Не в силах произнести ни слова от охватившей его внезапной слабости, Эдмунд молчал. Её ресницы задрожали; нерешительно высунув из-под плаща руку, она положила её на застёжку своего плаща.
— Это фамильные камни лордов Харлеха, — прошептала Бланка. — Больше у меня ничего нет. Только они… и я.
Эдмунд сглотнул. Сердце стучало, готовое выпрыгнуть из груди. Не может быть.
— Мне не нужны камни.
— Тогда… может быть, я?
О, боги, мелькнуло в её голове, что я делаю. Мгновение помедлив, с какой-то безнадёжностью в глазах, Бланка резким движением, дёрнув за ворот, сорвала с себя плащ, мягкими волнами упавший к её ногам; нитка драгоценностей порвалась, сверкающие камни с дробящим стуком рассыпались по каменному полу. Под плащом не было ничего; она была совершенно нага. Груди высоко вздымались, глаза, превратившись в почти чёрные, не мигая, смотрели на него. Опустившиеся вниз руки безвольно висели и только изящные пальцы нервно подрагивали, слегка касаясь округлых бёдер. Дыхание Эдмунда прервалось; взгляд не мог оторваться от её великолепного тела.
Голос Бланки понизился до чуть слышного шёпота.
— Если… если вы прогоните меня сейчас, милорд, мне останется только умереть со стыда…
Эдмунд поднялся из купели, встав перед ней во весь рост. Неуверенно протянув руку и едва дотрагиваясь до её кожи, он медленно провёл пальцами от шеи до живота.
— Нет… останься, — хрипловато произнёс он. — Я хочу, чтобы ты осталась.
Глазами, из которых вот-вот были готовы брызнуть слёзы, она, боясь поверить, быстро глянула на него.
— Ты прекрасна… ты прекрасней всех. И мне не нужны камни… и тебе не нужно просить позволения у моей сестры.
Ноги её подкосились; она стремительно обвила его шею руками, прижавшись к нему всем телом.

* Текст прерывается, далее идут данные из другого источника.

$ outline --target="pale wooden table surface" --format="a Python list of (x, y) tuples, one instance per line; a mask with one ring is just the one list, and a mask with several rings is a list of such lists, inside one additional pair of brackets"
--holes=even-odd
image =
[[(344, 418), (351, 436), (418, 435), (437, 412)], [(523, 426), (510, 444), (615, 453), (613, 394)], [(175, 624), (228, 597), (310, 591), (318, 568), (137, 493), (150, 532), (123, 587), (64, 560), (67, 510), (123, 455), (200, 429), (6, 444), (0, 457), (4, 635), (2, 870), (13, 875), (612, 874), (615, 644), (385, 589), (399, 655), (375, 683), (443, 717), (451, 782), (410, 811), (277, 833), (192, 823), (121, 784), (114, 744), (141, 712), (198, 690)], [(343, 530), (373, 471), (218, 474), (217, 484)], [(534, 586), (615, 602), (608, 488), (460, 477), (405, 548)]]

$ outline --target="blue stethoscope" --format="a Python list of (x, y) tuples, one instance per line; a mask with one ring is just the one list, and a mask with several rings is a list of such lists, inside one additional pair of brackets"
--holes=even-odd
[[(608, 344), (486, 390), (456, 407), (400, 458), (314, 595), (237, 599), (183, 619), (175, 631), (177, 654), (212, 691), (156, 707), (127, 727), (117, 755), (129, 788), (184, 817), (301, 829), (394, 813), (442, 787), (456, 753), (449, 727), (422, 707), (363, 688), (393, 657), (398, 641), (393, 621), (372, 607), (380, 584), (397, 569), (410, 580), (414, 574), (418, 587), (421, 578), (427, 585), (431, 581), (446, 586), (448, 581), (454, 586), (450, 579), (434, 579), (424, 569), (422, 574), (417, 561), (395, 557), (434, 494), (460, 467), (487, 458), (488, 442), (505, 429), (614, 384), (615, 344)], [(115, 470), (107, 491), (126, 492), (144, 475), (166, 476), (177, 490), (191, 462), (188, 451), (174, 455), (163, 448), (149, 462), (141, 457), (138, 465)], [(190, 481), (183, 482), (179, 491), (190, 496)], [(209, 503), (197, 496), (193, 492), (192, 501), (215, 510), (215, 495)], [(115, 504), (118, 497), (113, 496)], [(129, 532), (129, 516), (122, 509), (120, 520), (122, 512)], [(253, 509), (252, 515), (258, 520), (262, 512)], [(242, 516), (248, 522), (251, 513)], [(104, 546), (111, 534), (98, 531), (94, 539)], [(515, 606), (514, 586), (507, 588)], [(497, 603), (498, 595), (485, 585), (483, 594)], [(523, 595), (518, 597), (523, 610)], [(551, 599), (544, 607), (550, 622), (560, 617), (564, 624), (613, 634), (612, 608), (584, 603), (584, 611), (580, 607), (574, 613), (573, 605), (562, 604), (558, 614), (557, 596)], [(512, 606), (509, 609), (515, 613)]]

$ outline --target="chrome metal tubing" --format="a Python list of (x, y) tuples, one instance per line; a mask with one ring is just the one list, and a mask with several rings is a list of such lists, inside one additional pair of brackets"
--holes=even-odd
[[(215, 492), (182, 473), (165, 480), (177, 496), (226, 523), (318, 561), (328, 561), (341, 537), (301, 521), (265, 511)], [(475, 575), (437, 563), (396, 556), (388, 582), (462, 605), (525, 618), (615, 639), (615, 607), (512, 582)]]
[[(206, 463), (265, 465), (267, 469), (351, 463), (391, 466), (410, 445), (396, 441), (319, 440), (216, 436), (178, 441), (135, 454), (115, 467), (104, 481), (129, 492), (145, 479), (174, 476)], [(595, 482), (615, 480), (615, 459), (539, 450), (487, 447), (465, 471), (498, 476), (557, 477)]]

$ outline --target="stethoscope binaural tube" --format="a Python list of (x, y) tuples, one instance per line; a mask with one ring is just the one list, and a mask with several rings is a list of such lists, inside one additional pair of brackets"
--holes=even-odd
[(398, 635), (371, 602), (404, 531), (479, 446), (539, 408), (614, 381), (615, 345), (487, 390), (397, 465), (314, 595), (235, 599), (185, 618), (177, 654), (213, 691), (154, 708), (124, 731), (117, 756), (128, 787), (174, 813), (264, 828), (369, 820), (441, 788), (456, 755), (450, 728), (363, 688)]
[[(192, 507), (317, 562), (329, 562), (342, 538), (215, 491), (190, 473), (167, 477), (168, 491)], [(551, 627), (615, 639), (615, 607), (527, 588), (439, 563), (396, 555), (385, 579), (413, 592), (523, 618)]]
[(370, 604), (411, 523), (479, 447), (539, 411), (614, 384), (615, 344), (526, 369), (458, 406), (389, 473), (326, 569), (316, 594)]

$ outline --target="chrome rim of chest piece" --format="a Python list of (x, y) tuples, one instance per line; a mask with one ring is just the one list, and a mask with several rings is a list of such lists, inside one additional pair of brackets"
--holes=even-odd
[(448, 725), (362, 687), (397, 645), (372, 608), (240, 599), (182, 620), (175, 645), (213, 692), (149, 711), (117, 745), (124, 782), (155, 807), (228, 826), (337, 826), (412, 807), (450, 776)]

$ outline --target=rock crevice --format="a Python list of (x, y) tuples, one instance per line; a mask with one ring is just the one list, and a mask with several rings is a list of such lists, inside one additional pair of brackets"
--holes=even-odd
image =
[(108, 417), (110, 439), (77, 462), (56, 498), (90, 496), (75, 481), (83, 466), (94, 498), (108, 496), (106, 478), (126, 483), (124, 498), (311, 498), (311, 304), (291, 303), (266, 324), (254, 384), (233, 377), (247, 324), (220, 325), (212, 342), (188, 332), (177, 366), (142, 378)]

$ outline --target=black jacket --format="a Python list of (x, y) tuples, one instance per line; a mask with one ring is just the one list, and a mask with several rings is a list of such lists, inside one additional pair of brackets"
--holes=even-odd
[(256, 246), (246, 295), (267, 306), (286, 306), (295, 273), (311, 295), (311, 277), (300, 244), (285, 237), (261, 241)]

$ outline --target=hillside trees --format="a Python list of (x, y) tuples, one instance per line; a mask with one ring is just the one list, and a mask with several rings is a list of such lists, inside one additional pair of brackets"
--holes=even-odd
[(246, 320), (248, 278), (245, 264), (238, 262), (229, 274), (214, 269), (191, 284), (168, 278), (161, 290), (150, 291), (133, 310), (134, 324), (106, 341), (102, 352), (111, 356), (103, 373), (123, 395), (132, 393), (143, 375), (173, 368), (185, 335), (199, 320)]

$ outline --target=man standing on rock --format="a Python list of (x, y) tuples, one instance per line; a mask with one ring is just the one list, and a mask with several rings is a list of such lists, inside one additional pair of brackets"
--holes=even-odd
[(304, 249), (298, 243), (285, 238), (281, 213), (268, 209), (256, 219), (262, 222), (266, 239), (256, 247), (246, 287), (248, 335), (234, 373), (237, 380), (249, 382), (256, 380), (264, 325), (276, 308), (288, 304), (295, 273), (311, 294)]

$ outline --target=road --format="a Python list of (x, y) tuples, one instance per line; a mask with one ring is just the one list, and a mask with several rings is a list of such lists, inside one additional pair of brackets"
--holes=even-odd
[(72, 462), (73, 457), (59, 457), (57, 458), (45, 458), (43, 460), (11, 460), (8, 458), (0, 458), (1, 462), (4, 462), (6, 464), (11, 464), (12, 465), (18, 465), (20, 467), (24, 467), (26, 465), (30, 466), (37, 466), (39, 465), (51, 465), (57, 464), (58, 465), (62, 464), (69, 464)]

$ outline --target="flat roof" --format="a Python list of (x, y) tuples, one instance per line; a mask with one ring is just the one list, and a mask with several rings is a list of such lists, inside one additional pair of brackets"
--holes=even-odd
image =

Эдмунд проснулся от лёгкого касания чьей-то руки. Бланка спала рядом, положив голову ему на плечо, обняв рукой и закинув правую ногу ему на живот; её пушистые ресницы подрагивали во сне.
Он открыл глаза. Из щели в неплотно задёрнутых занавесках пробивались яркие солнечные лучи; снаружи доносилось неумолчное чириканье воробьёв. На краю кровати сидела Алиенора, щекоча пальцами его щёку. Она была уже полностью одета в походное платье, с волосами, стянутыми в тугой узел.
— Просыпайтесь, лежебоки. Уже два часа, как солнце встало. Надо ехать.